Puis ce sont des forêts de sapins qui durent des heures. Dans les clairières, des usines dressent leurs cheminées hautes : la civilisation fait sa lente conquête.

Au bord du Volga, Vladimir nous apparaît, mirant dans les eaux du fleuve la blancheur de ses tours. Une vision. Des forêts encore. Une station. Nous descendons. Des femmes, sur les quais de bois, nous tendent, pour les ablutions, des aiguières d’étain, d’où coule l’eau dans des bassins de cuivre.

À l’approche de Nijni-Novgorod, nous ressentons une chaleur suffocante. Nous passons dans de la fumée et dans des bois qui brûlent depuis des semaines, sur un espace de plus de quatre-vingts kilomètres.

La ville nous apparaît dans cette atmosphère de fumée et de poussière : la poussière d’un terrain que n’a point détrempé l’eau du ciel depuis quatre mois.

Du haut de la colline, nous avons vu Nijni-Novgorod. Elle nous a semblé moins une ville qu’un camp immense, avec les milliers de toits angulaires de ses boutiques, qui paraissent des tentes. C’est la foire. Des peuplades de marchands, venus de Laponie, d’Asie et du Caucase, se sont abattues avec leurs peaux de bête sur les rives de l’Oka et du Volga, que nous traversons sur son pont de bateaux de 900 mètres.

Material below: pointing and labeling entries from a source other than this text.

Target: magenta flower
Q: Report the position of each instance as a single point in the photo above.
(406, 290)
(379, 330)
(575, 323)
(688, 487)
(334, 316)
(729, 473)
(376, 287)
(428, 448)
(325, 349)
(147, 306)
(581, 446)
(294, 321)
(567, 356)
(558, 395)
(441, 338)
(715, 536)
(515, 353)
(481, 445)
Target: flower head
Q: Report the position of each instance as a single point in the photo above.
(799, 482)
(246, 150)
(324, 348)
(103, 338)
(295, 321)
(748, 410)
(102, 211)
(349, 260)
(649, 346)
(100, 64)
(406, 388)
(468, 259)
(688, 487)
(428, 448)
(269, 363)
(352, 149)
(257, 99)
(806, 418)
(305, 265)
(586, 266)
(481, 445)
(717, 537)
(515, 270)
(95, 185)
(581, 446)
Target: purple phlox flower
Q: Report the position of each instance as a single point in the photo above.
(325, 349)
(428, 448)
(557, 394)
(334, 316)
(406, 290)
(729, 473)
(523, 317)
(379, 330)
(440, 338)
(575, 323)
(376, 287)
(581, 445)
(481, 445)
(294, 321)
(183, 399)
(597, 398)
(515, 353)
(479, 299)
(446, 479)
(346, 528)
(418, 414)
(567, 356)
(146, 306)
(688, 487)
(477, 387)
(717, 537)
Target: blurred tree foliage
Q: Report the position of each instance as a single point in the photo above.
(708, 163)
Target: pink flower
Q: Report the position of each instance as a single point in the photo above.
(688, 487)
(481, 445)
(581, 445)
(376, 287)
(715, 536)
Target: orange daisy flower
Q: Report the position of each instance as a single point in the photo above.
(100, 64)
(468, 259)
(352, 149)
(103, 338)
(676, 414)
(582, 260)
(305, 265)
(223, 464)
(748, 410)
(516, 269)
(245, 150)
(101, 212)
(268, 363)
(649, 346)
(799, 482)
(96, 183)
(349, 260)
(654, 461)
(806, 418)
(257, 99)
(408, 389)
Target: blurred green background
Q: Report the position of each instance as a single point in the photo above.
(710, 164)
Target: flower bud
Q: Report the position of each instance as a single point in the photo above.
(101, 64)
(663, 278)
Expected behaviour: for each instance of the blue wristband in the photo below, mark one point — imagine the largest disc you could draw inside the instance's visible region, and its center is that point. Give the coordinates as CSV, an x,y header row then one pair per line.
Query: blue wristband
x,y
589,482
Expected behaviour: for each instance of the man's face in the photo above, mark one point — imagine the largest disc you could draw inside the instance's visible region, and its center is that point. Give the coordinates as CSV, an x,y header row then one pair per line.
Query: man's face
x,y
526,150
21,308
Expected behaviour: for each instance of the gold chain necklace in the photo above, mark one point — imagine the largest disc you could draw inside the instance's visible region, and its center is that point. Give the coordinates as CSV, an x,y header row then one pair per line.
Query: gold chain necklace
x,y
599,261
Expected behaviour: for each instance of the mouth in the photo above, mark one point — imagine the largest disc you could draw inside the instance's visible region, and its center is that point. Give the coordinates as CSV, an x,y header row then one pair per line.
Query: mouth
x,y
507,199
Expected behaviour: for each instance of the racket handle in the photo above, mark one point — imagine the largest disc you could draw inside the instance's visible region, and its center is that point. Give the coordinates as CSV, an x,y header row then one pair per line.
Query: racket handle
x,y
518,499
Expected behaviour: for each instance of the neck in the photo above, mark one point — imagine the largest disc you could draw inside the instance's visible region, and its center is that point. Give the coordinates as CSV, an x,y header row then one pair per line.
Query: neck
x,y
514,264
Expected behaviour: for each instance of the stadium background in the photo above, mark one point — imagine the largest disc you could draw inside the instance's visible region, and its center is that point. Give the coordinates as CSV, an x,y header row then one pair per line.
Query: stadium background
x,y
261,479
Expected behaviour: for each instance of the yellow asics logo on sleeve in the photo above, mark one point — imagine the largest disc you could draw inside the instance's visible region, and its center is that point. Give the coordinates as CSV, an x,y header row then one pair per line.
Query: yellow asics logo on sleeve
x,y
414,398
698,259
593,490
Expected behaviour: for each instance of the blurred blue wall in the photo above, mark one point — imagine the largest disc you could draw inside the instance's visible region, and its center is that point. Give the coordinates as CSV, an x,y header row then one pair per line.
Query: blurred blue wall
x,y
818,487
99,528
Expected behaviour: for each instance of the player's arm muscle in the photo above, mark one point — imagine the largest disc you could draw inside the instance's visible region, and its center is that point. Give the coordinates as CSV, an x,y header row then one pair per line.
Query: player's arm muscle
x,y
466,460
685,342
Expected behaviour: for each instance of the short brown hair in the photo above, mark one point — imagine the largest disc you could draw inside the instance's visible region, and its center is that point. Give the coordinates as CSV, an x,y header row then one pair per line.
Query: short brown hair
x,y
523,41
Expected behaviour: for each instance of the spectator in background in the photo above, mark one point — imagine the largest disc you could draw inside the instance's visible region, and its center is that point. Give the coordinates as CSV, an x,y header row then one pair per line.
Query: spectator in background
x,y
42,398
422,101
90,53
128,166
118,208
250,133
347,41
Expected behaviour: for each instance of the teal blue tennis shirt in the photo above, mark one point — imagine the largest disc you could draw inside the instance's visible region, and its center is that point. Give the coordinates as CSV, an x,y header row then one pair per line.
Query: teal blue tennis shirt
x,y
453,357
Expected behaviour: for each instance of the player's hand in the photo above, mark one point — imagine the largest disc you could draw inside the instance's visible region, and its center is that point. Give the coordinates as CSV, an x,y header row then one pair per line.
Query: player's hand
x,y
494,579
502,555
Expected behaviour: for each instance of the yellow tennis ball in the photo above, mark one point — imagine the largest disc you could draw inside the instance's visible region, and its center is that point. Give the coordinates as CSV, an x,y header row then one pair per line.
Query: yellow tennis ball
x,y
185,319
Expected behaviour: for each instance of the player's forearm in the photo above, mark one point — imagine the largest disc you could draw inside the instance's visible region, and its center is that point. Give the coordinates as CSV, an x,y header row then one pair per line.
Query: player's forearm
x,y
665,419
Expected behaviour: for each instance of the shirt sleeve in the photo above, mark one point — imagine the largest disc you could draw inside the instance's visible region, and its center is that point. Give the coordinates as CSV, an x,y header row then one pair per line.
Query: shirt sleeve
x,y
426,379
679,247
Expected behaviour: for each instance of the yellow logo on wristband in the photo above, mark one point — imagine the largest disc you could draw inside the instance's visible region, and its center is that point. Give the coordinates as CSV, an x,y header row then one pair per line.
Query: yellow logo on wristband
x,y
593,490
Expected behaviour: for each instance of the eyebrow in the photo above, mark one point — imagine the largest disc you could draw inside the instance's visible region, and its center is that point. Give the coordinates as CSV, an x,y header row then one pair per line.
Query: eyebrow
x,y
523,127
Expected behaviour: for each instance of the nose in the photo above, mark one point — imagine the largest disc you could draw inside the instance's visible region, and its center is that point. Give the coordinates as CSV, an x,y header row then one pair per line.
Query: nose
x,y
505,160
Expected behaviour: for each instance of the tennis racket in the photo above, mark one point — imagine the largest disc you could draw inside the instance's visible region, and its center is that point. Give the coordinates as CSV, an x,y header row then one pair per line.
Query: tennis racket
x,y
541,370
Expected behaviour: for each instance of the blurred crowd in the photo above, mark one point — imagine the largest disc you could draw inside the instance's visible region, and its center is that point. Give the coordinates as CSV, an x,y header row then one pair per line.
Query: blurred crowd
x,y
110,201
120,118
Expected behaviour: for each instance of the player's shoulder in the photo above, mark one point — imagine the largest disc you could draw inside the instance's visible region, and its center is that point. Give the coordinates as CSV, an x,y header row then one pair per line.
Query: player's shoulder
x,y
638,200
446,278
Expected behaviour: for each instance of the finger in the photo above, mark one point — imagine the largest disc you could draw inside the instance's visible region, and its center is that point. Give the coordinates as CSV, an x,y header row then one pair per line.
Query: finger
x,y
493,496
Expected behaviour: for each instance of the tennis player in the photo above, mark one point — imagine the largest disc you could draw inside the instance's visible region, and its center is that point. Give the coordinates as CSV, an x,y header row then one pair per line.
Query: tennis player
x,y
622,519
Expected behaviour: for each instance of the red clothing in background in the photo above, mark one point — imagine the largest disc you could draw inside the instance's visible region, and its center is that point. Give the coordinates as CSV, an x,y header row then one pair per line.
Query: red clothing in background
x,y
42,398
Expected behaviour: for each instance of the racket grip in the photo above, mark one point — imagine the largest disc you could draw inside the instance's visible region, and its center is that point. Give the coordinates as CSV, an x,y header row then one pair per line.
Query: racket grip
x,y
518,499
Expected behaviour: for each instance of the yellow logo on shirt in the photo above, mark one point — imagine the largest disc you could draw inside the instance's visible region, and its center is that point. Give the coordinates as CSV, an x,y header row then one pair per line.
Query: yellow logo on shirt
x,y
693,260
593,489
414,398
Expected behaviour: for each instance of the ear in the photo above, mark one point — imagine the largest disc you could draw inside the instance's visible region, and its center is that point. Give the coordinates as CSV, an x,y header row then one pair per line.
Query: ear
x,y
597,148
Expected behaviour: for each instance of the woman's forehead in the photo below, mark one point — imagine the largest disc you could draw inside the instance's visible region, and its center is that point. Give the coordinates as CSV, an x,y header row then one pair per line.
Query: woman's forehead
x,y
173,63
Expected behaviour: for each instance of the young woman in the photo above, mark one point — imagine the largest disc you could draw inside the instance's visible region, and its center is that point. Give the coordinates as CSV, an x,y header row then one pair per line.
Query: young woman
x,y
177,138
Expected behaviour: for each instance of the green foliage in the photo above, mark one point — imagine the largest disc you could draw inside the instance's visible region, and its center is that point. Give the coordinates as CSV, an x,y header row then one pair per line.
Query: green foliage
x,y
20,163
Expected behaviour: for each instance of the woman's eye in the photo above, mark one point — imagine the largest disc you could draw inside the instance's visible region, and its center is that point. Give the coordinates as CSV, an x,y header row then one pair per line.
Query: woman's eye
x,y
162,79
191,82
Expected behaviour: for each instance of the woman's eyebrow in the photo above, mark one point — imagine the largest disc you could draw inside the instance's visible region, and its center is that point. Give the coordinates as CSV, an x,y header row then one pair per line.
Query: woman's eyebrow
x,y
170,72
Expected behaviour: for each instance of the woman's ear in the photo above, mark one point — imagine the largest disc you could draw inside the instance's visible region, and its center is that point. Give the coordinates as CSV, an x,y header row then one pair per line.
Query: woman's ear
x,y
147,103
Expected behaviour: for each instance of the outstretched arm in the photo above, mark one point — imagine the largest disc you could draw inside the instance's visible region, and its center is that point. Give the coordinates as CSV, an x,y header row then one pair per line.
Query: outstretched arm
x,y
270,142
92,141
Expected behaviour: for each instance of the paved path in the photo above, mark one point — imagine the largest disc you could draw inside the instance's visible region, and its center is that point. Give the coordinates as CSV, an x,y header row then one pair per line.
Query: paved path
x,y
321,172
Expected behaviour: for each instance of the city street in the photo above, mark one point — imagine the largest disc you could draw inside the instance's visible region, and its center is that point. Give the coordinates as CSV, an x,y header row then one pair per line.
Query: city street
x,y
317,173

Nous entrons dans la foire. Nous achetons. On nous vole. Il n’y a rien à faire. Les employés des grands magasins ont passé par là. Tout plus cher qu’à Paris.

Mais le spectacle vaut de l’or. Des Tartares barbus, coiffés d’astrakan, nous regardent sans enthousiasme. Des tribus vêtues de chemises rouges, ou vertes, ou jaunes, sales, déguenillées, superbes, passent, chargées de marchandises. Vous croisez des femmes voilées jusqu’à leur regard noir et profond. Des bohémiennes bronzées vous font des signes de filles de joie.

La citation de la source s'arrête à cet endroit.